Getting to Know the Periodic Table

(leftover saag paneer for breakfast!)
For Christmas, N. asked for a periodic table placemat (another proud moment for the homeschooling parents!).  We duly ordered one from Amazon.  Then naturally he kept asking us all sorts of questions about it over breakfast.  I continually had to reply, "I don't know.  I really don't know anything about the periodic table at all.  I don't know why it is arranged that way, what the notations mean, why these are called noble gases and those are all colored green.  I don't know.  I don't know!" 

Although he reads Scientific American every morning with his breakfast, Tim couldn't answer N.'s questions any better than I could, so he decided to incorporate the periodic table into their daily school time.  First they looked up an element per day in the encyclopedia.  After a few days of this, Tim found Theodore Gray's The Elements: A Visual Exploration of Every Known Atom in the Universe, a gorgeous and informative account of the periodic table which they are now slowly working their way through.  And they've also started reading together Sam Kean's The Disappearing Spoon and Other True Tales of Madness, Love, and the History of the World from the Periodic Table of the Elements

Non-homeschooling parents are often skeptical that homeschooling parents can adequately teach their children science.  As graduates of otherwise quite good schools, neither Tim nor I had anything resembling a decent education in science, particularly in chemistry and physics.  But rather than disqualify us, I think this makes us particularly apt for the task, not as science teachers but as co-learners.  We're quite excited by this chance to get it right, to learn together the scientific foundations we never got as kids ourselves.  I hope that as we do so, especially with the narrative accounts of science that appeal to all three of us, N. may not need to relearn all this as an adult.  Although as Tim and I can both testify, relearning science as an adult is actually pretty fun.

6 comments:

growingflowers said...

Yes - we began "farming out" science and math in the high school years.

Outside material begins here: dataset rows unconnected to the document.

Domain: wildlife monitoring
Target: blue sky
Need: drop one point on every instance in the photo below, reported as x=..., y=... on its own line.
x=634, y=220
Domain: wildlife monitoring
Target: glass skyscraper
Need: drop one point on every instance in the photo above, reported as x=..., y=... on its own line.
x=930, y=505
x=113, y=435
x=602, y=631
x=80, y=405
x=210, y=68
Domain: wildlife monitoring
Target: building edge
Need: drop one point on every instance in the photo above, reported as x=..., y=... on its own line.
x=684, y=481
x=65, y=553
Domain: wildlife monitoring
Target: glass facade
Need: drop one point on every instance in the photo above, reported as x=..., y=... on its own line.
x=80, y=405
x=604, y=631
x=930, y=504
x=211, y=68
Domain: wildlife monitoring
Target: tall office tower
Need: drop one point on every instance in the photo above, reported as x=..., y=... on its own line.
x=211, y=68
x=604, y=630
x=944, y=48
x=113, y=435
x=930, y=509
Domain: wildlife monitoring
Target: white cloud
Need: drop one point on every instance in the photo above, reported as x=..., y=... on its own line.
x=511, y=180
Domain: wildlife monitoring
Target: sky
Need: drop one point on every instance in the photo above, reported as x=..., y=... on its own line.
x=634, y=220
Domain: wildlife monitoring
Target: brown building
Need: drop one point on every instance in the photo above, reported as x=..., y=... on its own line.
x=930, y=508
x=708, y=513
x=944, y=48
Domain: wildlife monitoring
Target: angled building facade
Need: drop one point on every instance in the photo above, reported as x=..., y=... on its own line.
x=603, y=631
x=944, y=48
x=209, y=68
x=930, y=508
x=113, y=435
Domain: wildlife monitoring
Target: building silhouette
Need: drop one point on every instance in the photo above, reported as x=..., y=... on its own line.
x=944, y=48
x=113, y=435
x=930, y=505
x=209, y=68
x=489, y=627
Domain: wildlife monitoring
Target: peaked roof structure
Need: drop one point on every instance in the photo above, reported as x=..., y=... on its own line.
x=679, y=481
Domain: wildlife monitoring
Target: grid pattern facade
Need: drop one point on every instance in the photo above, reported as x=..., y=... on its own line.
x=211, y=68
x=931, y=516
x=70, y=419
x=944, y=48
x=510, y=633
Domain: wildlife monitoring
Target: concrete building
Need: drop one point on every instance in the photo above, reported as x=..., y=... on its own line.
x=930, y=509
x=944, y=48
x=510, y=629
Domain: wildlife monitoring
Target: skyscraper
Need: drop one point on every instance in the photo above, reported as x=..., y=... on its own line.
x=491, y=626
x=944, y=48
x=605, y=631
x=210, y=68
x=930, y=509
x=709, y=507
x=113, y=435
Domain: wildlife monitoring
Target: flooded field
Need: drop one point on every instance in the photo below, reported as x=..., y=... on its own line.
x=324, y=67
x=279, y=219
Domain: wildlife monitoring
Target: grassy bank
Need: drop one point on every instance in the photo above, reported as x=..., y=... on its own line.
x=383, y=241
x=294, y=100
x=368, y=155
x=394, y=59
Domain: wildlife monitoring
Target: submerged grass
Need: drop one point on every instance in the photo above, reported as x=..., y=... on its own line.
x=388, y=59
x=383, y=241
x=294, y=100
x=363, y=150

But I learned so much during the girls' early years - and it was truly motivating and exciting.

Now - we are using Khan Academy for Biology - I bet your son would love some of those videos. I wonder if they have the periodic table. I'll check.....https://www.khanacademy.org/science/chemistry/periodic-table-trends-bonding/v/groups-of-the-periodic-table
They do! It will be way over his head, but he may enjoy some of these videos! Love your work!

growingflowers said...

Yes - we began "farming out" science and math in the high school years. But I learned so much during the girls' early years - and it was truly motivating and exciting.

Now - we are using Khan Academy for Biology - I bet your son would love some of those videos. I wonder if they have the periodic table. I'll check.....https://www.khanacademy.org/science/chemistry/periodic-table-trends-bonding/v/groups-of-the-periodic-table
They do! It will be way over his head, but he may enjoy some of these videos! Love your work!

turketwh said...

Has N seen the Periodic Picnic Table on campus? Could make a great picnic stop!

Fanny Harville said...

Excellent reminder! I love that table, and no, N. has not yet seen it. Perfect idea for a spring picnic!

Alice@Supratentorial said...

Love, love, love The Elements by Theodore Gray.

And we have a periodic table shower curtain. A gift to me by my sweet and wonderful (and non-scientist) husband. :) You can find them on Amazon...

Fanny Harville said...

Love the sound of the periodic table shower curtain!